シェーラの問いかけに、複雑な表情で考え込んでいたバランディが顔を上げた。


「あ? ああ。それくらいかまわないが……なんでだ?」


「その中に、ゲンの諜報員が紛れ込んでいる可能性があります。ミームはゲンとの国境に近い町ですから、彼らも情報を集めようとするでしょう。その潜入先として“ここ”は最適な場所ですよね?」


聞いたバランディは嫌そうに顔をしかめる。


「そいつら全員を疑えって、言うのか?」


「そうは言っていません。中にはゲンだけでなく皇国の諜報員もいるでしょうから」


シェーラのその言葉を聞いたバランディは、「ゲッ」とうめき声をあげた。

どうやらバランディにとっては、ゲンの諜報員より皇国の諜報員の方が厄介らしい。


(それもそうかもしれないわ。……なんたってここは、バランディ悪徳(・・)商会なんだから)

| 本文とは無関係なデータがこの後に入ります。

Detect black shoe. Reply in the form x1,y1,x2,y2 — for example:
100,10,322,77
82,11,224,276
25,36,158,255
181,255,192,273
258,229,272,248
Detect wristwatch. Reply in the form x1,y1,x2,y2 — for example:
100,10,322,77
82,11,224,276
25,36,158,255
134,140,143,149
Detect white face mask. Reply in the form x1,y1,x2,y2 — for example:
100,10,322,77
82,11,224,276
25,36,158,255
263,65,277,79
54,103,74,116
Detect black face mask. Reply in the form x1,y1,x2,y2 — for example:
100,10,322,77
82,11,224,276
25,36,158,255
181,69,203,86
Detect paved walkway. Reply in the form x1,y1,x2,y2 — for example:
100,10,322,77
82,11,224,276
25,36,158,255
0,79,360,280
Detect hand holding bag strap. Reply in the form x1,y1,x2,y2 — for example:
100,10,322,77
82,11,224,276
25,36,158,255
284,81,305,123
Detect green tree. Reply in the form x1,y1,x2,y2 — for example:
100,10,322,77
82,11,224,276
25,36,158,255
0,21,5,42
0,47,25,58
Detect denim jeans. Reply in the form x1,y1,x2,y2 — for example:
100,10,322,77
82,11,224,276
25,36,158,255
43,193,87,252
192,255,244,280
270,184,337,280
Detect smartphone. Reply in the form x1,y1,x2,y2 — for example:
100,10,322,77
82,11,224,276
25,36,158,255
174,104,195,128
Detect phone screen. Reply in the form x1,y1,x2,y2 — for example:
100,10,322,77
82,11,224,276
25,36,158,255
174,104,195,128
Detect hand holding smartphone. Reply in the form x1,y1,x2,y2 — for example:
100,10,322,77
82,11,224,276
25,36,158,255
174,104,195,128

最近は真面目に商売しているようだが、バランディは裏社会にかなり幅を利かせる組織の“ボス”だ。

ミームなどという片田舎の町に住みながら、彼の影響力はメラベリュー王国のみならず皇国全土にも及ぶという。

そんな商会の情報を、皇国に知られたくないに決まっていた。


(大局的に見れば、他国の諜報員の方が自国の諜報員より問題なはずだけど……脛に傷持つ身とすれば、直接害を被りそうな自国の諜報員の方が、現実的には厄介なんでしょうね)


まあそうだろうなと、シェーラは心の中で納得する。




「――――誰が諜報員か、見つけられるのか?」


しばらくして聞いてきたバランディの声は、なんだか切羽詰まっていた。



「まさか? そんなことできませんよ。……だいたい“ただの町の女工”に正体を見破られるような諜報員がいたら、そっちの方が問題でしょう?」



シェーラはあっけらかんとそう答えた。


バランディは、苦虫を嚙み潰したような顔になる。



「……誰が“ただの町の女工”だ?」


「私に決まっているでしょう?」


「絶対、違う!」



バランディは、きっぱりと言い切った。